Advertising is defined as offering or providing “goods or services to the public, regardless of whether or not the goods or services are offered for payment or result in a profit.” In light of these two definitions, if any organization or person that provides a good or service, even if for free, related to pregnancy can be sued by someone who believes they were given false or misleading information about abortion. 

Since the bill is “enforceable by a private right of action” that means anyone can sue to enforce this law with fines starting at $1000. 

Snider did take comfort that federal courts in recent years have “struck down California laws restricting First Amendment liberties, finding that free speech requires ‘breathing space’ in a free society.”  

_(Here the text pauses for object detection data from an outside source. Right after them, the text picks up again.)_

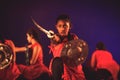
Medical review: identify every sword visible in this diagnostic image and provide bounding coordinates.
[32,18,54,38]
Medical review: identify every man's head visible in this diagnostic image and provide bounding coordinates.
[96,41,106,50]
[56,14,71,36]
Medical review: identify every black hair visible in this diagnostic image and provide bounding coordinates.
[96,41,106,50]
[27,28,40,42]
[56,14,72,27]
[0,35,5,43]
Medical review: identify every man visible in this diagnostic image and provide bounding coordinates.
[49,14,85,80]
[91,42,119,80]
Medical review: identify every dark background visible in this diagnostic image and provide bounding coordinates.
[0,0,120,66]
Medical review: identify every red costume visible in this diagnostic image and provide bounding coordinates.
[49,34,85,80]
[18,43,49,80]
[0,40,21,80]
[92,50,119,80]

Just last month a federal judge blocked the enforcement of a California law passed last year, AB 2098, that punishes medical professionals for giving “misinformation” about COVID-19 to their patients. Senior Judge William Shubb said the bill’s definition of “misinformation” was “unconstitutionally vague,” citing the 14th Amendment’s due process clause. The bill’s definition of “misinformation” reads, “false information contradicted by contemporary scientific consensus contrary to the standard of care.” Shubb called the bill’s definition “nonsense” and said that it was “grammatically incoherent.”

“The statute provides no clarity on the term’s meaning, leaving open multiple important questions,” the judge’s order said.

“Pregnancy centers are here to provide free services for women’s medical, material, and emotional needs, while abortion businesses prey on their desperation and try to convince them that abortion is their only option—all for profit,” Burke explained. “Pro-life pregnancy centers should be able to continue caring for mothers and their babies without government-endorsed retribution.”